Complications with Early Training
Kids will not be physiologically able to control their bladders and bowels until they have reached a certain level of neurological development, typically around 18 months old, according to T. Berry Brazelton, a potty training expert. When children learn to use the potty, they learn to hold their urine and stool and often do so for extended periods of time if they are having fun playing and do not want to take a potty break. Very young kids are more likely to develop this habit, and early potty training can encourage its development. Children who regularly resist elimination can develop issues that include constipation and frequent accidents. When kids resist the urge to eliminate, muscles in their bladders and rectums become thicker and stronger, which makes it more difficult for them to feel the natural urge to go to the bathroom.

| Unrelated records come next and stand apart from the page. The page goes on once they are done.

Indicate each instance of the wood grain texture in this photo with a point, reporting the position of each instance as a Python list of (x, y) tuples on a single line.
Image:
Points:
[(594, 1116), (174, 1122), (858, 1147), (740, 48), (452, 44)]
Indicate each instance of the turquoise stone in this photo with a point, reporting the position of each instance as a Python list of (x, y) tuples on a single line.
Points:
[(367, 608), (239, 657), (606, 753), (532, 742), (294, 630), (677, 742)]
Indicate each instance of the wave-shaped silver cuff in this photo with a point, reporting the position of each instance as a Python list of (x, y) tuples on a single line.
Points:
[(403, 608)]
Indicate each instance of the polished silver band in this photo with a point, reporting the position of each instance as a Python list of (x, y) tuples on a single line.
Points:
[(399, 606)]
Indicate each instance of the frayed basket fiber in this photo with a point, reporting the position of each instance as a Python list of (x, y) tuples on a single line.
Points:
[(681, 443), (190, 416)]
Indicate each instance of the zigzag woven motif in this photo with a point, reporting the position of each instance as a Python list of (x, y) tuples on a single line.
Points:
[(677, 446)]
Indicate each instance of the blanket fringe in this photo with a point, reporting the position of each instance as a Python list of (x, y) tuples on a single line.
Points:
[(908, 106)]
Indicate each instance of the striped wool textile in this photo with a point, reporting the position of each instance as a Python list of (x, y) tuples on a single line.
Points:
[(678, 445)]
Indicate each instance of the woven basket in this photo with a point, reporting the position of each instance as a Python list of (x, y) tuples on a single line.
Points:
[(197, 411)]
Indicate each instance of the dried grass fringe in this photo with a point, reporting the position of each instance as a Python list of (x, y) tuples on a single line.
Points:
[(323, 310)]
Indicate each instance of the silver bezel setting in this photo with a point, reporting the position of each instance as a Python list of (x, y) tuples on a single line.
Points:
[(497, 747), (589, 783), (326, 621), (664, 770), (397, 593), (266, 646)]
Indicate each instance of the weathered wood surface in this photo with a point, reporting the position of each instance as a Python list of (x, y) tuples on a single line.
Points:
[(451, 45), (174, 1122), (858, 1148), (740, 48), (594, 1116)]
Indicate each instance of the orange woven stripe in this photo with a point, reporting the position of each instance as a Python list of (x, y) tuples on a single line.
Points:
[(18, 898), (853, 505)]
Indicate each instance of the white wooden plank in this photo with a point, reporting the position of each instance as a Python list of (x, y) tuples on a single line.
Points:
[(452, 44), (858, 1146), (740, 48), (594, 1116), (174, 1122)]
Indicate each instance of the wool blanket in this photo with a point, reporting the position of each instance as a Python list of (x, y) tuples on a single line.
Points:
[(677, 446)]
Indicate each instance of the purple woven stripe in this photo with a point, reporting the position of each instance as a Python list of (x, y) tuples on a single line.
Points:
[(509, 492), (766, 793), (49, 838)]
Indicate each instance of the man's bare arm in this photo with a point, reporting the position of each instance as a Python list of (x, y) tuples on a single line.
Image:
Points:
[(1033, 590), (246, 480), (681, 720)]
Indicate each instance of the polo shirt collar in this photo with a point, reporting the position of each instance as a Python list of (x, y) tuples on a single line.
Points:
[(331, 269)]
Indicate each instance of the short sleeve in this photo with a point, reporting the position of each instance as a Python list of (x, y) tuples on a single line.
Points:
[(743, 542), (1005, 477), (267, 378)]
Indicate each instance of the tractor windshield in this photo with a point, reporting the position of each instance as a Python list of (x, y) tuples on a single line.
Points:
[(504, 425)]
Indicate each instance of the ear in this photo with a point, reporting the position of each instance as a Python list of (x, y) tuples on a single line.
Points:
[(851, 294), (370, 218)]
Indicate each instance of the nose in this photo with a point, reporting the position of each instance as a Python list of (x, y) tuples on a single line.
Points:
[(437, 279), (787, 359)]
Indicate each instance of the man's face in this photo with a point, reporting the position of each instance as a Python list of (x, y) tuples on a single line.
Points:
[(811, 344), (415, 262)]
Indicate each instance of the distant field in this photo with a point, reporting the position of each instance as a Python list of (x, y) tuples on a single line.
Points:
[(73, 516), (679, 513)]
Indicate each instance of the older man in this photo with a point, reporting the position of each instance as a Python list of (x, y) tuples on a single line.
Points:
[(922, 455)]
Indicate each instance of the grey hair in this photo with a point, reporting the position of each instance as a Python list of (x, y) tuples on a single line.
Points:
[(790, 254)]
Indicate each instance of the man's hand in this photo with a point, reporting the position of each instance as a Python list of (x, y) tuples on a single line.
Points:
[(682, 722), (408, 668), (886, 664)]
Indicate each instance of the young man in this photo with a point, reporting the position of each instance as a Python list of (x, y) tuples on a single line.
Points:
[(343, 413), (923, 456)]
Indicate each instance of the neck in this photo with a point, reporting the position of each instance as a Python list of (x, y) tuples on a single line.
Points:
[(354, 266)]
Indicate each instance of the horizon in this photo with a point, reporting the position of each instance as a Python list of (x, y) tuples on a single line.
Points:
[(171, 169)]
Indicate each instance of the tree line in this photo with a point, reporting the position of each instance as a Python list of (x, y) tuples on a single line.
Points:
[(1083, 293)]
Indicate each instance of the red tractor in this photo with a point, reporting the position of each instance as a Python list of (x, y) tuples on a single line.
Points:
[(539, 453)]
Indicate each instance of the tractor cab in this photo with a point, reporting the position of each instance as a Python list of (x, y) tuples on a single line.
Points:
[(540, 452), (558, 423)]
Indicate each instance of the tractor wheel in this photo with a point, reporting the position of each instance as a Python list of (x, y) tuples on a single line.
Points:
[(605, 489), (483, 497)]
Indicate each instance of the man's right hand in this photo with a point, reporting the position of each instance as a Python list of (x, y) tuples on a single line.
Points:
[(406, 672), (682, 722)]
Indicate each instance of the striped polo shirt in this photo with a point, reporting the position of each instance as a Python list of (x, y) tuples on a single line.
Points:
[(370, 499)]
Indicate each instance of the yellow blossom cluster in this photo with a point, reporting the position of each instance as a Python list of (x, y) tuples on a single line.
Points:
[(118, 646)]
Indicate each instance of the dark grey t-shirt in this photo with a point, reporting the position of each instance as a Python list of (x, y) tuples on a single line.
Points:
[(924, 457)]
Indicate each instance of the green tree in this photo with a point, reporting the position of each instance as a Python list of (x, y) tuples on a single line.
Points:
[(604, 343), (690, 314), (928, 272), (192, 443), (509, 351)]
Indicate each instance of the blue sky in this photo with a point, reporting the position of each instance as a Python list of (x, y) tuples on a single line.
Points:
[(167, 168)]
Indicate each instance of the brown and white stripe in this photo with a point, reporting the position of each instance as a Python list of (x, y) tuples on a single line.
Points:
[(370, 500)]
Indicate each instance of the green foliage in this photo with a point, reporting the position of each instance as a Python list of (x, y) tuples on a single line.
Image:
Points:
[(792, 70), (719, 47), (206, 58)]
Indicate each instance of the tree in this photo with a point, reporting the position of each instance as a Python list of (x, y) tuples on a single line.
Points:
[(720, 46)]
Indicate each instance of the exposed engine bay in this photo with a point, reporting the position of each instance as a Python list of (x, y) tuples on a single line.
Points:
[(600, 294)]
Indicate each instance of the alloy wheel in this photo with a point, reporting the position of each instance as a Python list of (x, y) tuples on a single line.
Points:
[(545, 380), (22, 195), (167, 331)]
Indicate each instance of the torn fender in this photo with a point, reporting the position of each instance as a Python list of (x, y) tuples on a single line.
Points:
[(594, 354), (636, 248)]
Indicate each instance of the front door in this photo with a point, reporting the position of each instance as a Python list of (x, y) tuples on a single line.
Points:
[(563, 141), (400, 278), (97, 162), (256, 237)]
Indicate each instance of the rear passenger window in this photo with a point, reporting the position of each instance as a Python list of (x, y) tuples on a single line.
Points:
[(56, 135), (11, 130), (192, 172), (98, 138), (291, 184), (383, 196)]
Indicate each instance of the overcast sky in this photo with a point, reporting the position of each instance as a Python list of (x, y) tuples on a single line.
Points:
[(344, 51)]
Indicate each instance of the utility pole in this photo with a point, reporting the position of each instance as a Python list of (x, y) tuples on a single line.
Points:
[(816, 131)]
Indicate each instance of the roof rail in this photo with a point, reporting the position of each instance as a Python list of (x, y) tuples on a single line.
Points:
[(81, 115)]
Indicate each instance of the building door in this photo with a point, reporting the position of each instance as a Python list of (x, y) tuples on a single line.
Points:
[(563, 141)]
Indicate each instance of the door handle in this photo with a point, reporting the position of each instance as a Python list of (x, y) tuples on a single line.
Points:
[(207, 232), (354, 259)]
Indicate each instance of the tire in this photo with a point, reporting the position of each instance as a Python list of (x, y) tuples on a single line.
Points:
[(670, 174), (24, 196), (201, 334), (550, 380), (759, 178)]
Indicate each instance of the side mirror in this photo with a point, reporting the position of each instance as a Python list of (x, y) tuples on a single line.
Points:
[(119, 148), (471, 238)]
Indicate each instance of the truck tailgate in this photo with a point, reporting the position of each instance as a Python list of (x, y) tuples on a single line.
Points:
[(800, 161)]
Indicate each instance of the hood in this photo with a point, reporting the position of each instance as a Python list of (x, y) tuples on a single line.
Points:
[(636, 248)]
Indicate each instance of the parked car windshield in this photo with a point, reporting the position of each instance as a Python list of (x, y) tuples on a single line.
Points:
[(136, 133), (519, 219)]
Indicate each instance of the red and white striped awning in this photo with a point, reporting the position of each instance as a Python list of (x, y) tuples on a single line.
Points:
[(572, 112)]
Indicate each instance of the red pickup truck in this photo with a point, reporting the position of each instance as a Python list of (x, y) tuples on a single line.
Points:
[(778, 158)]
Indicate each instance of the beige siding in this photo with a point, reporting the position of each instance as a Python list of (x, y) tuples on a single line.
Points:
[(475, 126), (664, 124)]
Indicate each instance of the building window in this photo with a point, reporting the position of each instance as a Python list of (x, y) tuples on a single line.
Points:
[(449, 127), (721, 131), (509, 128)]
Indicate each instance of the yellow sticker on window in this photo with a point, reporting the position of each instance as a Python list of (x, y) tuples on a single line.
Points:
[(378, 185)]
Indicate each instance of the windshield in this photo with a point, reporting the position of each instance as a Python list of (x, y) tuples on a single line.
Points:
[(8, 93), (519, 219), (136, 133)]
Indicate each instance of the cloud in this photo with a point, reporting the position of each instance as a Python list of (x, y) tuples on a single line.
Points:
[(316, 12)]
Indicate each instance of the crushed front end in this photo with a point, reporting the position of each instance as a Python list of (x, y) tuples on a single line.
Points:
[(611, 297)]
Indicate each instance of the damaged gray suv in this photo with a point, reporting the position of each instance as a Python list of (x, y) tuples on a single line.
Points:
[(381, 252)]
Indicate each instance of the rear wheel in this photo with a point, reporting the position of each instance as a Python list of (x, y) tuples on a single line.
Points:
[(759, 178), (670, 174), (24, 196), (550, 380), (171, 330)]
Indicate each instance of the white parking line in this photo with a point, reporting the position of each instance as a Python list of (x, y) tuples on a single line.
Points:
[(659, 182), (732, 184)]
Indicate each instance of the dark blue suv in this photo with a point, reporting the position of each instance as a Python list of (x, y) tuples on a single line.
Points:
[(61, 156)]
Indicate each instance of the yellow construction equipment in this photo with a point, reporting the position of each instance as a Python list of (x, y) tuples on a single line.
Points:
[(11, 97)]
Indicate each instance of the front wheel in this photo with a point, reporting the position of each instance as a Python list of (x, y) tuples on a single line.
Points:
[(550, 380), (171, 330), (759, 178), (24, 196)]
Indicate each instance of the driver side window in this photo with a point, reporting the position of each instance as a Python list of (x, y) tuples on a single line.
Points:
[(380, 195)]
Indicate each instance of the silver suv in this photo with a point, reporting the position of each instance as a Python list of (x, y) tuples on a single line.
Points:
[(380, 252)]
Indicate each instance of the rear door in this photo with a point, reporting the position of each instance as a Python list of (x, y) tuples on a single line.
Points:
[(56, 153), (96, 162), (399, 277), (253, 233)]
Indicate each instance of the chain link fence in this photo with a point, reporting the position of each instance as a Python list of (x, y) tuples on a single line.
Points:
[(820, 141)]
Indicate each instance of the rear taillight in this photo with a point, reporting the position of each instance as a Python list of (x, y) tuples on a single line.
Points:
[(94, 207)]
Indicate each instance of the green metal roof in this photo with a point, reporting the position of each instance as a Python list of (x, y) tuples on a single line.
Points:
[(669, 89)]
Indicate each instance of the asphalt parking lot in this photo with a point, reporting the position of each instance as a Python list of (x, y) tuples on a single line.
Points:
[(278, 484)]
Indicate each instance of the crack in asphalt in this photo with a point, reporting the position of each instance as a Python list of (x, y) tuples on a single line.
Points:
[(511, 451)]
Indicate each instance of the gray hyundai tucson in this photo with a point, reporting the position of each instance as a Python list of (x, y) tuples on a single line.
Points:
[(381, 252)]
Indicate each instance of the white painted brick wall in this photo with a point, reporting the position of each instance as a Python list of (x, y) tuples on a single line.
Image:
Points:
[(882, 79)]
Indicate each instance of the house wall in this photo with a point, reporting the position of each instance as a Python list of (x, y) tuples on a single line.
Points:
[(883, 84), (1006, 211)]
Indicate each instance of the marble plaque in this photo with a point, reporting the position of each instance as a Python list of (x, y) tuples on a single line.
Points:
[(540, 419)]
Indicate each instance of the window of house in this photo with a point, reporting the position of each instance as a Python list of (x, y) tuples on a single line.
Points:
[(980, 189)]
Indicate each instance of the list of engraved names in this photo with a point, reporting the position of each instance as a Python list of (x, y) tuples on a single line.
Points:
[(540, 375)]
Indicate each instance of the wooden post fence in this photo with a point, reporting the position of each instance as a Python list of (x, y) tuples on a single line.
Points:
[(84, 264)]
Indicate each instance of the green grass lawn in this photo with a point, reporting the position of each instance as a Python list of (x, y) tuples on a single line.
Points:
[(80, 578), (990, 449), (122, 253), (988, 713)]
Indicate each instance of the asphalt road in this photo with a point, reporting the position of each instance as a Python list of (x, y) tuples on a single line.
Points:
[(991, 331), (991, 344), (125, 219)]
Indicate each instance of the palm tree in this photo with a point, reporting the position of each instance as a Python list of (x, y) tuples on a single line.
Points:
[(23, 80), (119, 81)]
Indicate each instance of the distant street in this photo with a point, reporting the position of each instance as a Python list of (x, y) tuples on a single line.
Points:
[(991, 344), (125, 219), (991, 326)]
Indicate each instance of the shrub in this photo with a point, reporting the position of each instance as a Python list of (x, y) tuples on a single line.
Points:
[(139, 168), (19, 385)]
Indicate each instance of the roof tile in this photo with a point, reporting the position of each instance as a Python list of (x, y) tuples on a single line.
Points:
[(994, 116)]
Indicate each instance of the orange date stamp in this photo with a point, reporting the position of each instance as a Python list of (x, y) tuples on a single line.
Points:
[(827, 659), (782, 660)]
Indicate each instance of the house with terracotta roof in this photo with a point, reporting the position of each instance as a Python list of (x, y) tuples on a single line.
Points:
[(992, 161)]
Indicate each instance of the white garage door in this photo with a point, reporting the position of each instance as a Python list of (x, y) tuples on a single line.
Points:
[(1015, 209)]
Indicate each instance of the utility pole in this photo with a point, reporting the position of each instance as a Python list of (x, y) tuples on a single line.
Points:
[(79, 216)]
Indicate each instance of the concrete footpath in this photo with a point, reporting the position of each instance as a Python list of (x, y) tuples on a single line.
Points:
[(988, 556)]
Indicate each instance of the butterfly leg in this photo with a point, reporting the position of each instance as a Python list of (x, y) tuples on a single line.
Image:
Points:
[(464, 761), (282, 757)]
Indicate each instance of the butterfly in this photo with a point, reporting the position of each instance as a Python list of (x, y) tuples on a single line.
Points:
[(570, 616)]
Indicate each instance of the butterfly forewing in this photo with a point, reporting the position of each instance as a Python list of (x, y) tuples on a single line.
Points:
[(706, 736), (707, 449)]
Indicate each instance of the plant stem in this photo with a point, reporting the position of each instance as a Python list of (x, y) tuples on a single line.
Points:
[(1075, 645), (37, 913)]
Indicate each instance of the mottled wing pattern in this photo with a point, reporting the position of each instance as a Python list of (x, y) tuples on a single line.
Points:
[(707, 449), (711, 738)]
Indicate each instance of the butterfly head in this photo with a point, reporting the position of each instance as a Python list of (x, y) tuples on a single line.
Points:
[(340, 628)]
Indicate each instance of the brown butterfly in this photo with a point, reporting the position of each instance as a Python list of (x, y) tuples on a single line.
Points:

Complications with Late Training
Clearly, experts disagree on the pros and cons of training early and training late as some studies have also found that children trained after 32 months old have more issues with incontinence, bedwetting and recurring urinary tract infections than their peers, according to Dewar. Other studies references by Dewar found no difference developmentally or behaviorally between children who were trained early and children who were trained late. Parents should look for signs of readiness in their children when deciding to initiate potty training.
Parents are the only people who can really determine when their children are ready for potty training. Kids will give clues that they are interested in the process by talking about the potty and acting curious about what other people are doing in the bathroom. Bolster this interest by reading stories and watching films about the potty. Factors including family situation, child’s maturity level, day care requirements and physical illness will all play a role in a child’s readiness. Whenever you decide to train your child, remember to be patient and encouraging. Potty training can take many months.